Sollte er jetzt sagen, dass dies sein Veränderungspotenzial der letzten Jahre war?
„Weißt du Anna, das ist bei uns im Haus schwere körperliche Arbeit.
Du weißt doch, was es bedeutet, die Treppen immer hoch und runterzugehen.“
„Ich weiß“, sagte Anna.
„Wirklich?“ Peter hakte lieber nicht nach.
Dann erzählte sie ihm, dass in der Anbauwand die ganzen Bilder von ihnen standen, von Klara, Laura, Peter.
„Hast du gestern schon erwähnt, vorgestern auch. Jeden Tag erwähnst du das!“
Das könnte Peter erwidern. Tat er aber nicht. Er sprach über die Bilder, die Anna gemalt hatte und bei ihm im Arbeitszimmer hingen.
Das freute Anna und sie verabschiedeten sich.
Peter rief anschließend Klara an: „Deine Mutter sagt, saugen sei keine Arbeit für einen Mann!“
„Ich dachte, du bist schon fertig?“, sagte Klara enttäuscht. Sie war ein klein wenig wie unsere Kanzlerin – immer trocken, aufs Ergebnis aus.

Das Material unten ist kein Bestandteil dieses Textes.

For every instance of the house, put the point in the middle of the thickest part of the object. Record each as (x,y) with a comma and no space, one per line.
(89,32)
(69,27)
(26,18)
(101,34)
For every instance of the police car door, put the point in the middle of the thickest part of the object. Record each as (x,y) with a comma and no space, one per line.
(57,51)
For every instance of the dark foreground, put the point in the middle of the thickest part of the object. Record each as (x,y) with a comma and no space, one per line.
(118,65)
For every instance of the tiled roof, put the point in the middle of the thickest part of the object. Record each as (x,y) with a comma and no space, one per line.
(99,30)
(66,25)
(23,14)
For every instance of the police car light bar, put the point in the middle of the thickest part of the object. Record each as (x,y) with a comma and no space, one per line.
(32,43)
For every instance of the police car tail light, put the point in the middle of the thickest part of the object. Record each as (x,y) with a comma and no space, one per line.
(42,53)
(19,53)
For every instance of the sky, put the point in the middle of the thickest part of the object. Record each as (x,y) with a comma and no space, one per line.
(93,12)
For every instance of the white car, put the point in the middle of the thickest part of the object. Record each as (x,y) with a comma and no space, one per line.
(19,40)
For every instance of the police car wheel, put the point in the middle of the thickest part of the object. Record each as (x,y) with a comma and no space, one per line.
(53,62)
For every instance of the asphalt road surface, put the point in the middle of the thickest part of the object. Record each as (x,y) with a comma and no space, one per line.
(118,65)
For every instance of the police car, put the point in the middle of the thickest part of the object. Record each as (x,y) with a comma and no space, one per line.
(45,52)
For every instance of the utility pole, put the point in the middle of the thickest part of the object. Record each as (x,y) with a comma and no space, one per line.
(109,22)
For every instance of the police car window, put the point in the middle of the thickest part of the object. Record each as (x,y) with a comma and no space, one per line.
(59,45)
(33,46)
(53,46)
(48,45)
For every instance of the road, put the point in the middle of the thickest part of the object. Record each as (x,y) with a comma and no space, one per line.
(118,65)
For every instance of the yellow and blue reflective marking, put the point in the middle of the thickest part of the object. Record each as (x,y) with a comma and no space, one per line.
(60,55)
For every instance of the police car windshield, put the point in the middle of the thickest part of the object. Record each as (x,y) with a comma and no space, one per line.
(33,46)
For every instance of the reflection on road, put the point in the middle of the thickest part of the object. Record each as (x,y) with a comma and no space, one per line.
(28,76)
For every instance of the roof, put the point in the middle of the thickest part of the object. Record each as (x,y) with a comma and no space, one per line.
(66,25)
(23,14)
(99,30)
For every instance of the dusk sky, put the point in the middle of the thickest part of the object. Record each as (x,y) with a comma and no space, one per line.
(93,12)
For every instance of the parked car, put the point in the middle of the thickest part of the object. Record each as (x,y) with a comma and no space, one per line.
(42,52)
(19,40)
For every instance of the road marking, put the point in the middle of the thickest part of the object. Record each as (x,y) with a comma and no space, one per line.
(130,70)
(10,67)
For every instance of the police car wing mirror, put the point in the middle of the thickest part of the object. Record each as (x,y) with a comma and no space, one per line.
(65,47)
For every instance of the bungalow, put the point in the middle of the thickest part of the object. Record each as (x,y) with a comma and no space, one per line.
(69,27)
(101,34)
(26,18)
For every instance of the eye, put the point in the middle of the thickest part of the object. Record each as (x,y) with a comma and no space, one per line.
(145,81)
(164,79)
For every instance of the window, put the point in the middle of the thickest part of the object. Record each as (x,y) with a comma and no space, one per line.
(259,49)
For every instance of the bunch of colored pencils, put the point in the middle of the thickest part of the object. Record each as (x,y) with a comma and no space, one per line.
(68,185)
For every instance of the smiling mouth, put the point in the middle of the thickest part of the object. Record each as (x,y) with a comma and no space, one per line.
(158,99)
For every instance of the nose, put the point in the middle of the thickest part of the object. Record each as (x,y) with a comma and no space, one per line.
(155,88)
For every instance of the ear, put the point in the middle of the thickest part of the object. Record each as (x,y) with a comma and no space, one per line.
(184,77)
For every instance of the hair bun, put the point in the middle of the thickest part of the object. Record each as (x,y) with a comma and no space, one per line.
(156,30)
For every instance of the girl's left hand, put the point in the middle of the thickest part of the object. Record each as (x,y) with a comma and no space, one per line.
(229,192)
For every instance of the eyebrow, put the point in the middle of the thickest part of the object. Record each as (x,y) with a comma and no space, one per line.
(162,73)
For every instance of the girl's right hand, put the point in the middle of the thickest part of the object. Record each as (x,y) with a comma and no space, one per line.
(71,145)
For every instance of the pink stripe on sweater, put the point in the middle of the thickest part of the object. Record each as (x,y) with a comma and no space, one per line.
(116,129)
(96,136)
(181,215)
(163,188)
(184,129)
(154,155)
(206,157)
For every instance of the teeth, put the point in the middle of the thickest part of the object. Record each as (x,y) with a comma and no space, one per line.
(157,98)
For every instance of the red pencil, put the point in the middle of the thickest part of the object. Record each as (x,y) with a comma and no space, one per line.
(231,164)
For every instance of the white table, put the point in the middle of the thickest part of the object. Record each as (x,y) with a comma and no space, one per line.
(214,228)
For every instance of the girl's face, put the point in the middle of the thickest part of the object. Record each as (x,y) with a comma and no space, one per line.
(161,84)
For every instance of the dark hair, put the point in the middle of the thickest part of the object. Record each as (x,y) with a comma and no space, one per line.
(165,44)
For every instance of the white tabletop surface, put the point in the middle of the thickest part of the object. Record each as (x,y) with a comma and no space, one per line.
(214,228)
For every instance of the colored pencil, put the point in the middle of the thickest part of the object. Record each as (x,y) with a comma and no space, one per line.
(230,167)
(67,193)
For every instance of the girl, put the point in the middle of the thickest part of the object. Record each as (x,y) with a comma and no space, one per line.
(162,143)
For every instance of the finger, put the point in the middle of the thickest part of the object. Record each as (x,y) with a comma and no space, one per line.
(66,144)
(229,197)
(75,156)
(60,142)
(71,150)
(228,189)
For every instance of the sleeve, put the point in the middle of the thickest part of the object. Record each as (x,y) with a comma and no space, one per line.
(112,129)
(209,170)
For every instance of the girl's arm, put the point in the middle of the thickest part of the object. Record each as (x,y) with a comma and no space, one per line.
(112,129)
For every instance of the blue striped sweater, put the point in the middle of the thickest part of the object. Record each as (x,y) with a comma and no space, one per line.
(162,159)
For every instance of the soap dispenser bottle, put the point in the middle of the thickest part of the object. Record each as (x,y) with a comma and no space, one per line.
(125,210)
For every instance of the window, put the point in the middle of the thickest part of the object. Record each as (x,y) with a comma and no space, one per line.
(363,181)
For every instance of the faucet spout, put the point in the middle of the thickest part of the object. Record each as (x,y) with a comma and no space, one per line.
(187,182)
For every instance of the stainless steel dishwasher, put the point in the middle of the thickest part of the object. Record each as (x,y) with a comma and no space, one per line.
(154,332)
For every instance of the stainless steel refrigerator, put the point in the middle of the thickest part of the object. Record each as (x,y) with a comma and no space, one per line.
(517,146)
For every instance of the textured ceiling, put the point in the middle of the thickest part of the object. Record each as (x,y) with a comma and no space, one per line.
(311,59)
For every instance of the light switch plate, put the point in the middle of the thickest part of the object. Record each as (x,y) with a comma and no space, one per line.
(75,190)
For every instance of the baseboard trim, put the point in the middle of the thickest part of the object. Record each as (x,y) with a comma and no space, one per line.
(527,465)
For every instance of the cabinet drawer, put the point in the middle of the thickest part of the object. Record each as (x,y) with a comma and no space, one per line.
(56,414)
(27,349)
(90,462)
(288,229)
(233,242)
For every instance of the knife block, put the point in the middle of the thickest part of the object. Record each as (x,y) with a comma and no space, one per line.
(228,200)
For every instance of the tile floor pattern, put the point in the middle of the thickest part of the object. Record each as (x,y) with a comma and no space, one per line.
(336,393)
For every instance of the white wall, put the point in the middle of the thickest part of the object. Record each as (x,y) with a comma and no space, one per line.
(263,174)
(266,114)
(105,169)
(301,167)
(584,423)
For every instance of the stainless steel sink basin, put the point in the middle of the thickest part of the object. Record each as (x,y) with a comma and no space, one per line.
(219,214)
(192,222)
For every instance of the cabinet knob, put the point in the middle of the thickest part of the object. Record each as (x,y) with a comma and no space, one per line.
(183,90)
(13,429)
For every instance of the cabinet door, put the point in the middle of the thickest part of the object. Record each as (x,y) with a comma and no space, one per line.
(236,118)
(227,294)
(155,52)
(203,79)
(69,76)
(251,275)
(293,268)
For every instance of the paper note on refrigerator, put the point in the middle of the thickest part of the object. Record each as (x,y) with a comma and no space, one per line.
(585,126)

Peter holte den Staubsauger raus, setze seine Lieblingsmütze mit der Aufschrift „Fischkopp“ auf und machte‘ ein ‚Selfi‘.
Gut, er musste noch ein wenig am iPhone herumdrücken, bis er wusste, wie es ging.
Schließlich hat er über WhatsApp an Klara das Foto mit Staubsauger und Mütze gepostet: „Mutti beim Saugen.“
„Schöner Mann“, schreibt sie zurück. „Find‘ ich ja auch“, antwortete Peter.
Ach, irgendwie mochte er Klara doch. Und Anna? Die würde er Morgen wieder anrufen, wie immer, na klar.